Principle:Interpretml Interpret EBM Model Merging
| Field | Value |
|---|---|
| Sources | Paper: InterpretML, Paper: Federated Learning |
| Domains | Federated_Learning, Model_Ensembling |
| Updated | 2026-02-07 |
Overview
A model combination procedure that merges multiple independently trained EBMs into a single unified model by harmonizing bin definitions and averaging score functions.
Description
EBM Model Merging enables federated learning scenarios where EBMs are trained independently on different data partitions (possibly in different locations) and then combined into a single model.
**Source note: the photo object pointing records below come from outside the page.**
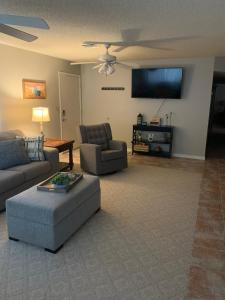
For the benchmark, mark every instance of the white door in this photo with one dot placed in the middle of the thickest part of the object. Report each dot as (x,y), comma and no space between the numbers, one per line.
(70,107)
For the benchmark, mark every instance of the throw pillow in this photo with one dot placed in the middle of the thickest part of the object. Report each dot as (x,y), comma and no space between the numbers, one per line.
(12,153)
(34,147)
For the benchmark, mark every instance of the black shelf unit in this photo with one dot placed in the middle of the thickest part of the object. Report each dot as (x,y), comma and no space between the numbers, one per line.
(159,147)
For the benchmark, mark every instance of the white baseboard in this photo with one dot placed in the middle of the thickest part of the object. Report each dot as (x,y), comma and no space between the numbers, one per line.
(129,150)
(188,156)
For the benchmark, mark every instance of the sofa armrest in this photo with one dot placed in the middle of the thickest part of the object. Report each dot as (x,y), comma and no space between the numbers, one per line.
(52,155)
(118,145)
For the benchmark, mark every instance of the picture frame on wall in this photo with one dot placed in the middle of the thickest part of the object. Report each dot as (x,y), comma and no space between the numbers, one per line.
(34,89)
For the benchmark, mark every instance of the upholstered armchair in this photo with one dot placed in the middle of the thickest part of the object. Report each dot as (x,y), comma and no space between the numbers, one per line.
(99,153)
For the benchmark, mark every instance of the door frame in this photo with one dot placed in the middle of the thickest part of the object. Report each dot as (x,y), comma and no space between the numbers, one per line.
(60,99)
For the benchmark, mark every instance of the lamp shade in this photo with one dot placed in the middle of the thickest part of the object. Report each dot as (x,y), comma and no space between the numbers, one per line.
(40,114)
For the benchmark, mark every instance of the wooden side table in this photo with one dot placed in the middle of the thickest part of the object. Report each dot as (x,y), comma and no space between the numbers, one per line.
(62,145)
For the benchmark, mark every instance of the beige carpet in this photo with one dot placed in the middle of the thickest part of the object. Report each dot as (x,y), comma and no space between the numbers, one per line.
(137,247)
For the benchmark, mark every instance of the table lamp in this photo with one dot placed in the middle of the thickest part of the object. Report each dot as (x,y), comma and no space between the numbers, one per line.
(40,114)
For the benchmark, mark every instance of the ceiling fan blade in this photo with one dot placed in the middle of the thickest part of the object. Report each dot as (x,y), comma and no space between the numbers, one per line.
(82,63)
(98,66)
(119,48)
(155,47)
(17,33)
(35,22)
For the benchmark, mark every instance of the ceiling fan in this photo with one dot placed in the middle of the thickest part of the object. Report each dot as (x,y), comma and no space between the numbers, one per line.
(105,61)
(34,22)
(129,39)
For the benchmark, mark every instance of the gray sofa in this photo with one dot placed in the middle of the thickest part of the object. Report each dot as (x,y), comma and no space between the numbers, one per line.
(99,153)
(19,178)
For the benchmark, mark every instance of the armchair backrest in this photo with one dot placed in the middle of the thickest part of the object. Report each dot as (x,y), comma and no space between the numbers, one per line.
(99,134)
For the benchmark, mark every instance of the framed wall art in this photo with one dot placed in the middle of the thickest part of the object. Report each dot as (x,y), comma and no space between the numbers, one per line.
(34,89)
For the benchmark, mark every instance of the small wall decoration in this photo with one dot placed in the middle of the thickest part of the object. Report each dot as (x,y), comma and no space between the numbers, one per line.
(113,88)
(34,89)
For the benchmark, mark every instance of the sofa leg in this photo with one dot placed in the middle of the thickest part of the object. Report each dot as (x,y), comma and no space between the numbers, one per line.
(54,251)
(97,210)
(13,239)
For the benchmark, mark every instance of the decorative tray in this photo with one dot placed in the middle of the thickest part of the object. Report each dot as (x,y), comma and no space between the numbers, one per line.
(71,180)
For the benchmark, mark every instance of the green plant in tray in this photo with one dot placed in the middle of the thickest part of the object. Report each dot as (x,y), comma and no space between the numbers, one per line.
(61,179)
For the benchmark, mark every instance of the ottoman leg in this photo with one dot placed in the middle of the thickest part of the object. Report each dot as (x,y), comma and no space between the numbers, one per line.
(98,210)
(13,239)
(54,251)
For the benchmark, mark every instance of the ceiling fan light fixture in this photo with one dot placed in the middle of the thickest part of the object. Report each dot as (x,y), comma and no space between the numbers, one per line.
(106,69)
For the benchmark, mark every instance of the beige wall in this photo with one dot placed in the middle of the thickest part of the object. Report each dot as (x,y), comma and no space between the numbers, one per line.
(190,114)
(15,112)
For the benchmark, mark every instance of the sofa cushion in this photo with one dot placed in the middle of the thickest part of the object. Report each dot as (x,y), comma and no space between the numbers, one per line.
(10,180)
(12,153)
(33,169)
(111,154)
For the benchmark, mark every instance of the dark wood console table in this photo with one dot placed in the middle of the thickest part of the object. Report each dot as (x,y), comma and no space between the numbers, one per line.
(152,140)
(62,145)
The process involves validating compatibility (same feature set, same link function), harmonizing bin definitions across models (merging cut points and category mappings), remapping score tensors to the unified bins, and averaging the harmonized scores. The result is a single EBM that captures the knowledge from all input models.
Usage
Use this when multiple EBMs trained on different datasets need to be combined, such as in federated learning, privacy-preserving ML, or multi-site deployments.
Theoretical Basis
For M models with compatible structure:
- Unify bins: B_new = union of all bin boundaries across models
- Remap scores: interpolate each model's scores to the unified bins
- Average: F_merged(x) = (1/M) * Sum F_m(x) after remapping
This preserves interpretability while combining knowledge from multiple sources.